Saturday, June 2, 2012

Rock Hill Resources - 18v Tools

One of the most costly items for new home owners can be tools for improving and maintaining the home.  When we purchased our house, Lori and I picked up an 18 volt Ryobi combo kit from Home Depot.  The kit came with a circular saw, drill, dustbuster and flashlight along with one 18v battery and a charger.  Each of the tools have been moderately to heavily used and, so far,  I have zero complaints.
As our first spring approached, we picked up a run of the mill gas push mower but we were in need of a weedwacker and hedge trimmer to keep our suburban yard lookin good.  We purchased an 18v lithium ion weedwacker and hedge trimmer also made by Ryobi. The li-ion power cell is much more efficient and powerful than the standard 18v  and each tool came with one battery and one charger.  The weedwacker and ttimmer get used at least once a week for about 8 months out of the year and, again, no problems at all. 
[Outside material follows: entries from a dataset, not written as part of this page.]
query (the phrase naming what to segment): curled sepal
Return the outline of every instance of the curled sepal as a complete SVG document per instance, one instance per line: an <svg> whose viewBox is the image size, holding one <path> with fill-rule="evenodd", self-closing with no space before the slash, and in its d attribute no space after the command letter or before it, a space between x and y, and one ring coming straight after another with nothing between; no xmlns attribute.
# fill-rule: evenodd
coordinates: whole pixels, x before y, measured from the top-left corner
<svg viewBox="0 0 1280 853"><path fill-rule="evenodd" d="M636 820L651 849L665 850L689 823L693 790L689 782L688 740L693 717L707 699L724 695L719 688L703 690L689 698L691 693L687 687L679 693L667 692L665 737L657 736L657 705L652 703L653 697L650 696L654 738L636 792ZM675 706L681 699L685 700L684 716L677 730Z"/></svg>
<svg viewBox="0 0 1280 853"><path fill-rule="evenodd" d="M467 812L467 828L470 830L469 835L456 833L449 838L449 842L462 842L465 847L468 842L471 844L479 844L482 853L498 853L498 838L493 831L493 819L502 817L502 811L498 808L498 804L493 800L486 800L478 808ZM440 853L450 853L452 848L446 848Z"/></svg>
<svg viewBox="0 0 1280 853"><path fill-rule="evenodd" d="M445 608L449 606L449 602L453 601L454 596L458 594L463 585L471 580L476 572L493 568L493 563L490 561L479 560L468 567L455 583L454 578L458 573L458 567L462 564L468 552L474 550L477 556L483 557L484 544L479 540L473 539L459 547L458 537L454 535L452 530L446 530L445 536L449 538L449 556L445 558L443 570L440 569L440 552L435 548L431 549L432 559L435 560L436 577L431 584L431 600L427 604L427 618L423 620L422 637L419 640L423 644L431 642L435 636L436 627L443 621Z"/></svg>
Back in April 2012, we did some camping in the Allegheny National Forest and we chose to leave the chainsaw behind. After struggling to find or paying to much for details decent fire wood, I realized that we would need an alternate solution for next time.  The problem with a chainsaw comes from all of the accessories that are needed ; gas, sharpener,  oil,  tools,  spare chain etc. and I am not a fan of hauling around all that stuff.  Again, we turned to Ryobi....this time for an 18v li-ion sawzall.  The sawzall also came with its own battery.  When equipped with a pruning blade, it will chew through logs and limbs up to 8 inches in diameter and maybe thicker.  I have been using it at home to shorten up fire wood, trim trees and work on the Rock Hill Mission walking sticks. 
By far the most beneficial part of cordless tools,  especially ones from a single manufacturer, is the interchangeability of the batteries and the fact that all of the pieces are portable.  For example,  I can throw all of my Ryobi tools into the truck and head for camp knowing that everything I need is on board, including a renewable power source.  All it takes is a simple inverter plugged into a cigarette lighter combined with one or two of the chargers. I am an especially big fan of the sawzall simply because it could come in handy during a storm scenario or a bug out scenario when dealing with trees or debris down on the roads... and it makes getting firewood for camp a breeze! 
With regard to price, these Ryobi tools average about 20% cheaper than the big brands like Dewalt and Makita and the quality is just as good. Parts, accessories and several dozen additional tools are available at Home Depot and on the web at www.homedepot.com. 
I intend to expand my 18v collection and we'll keep adding additional "resources" posts as things progress.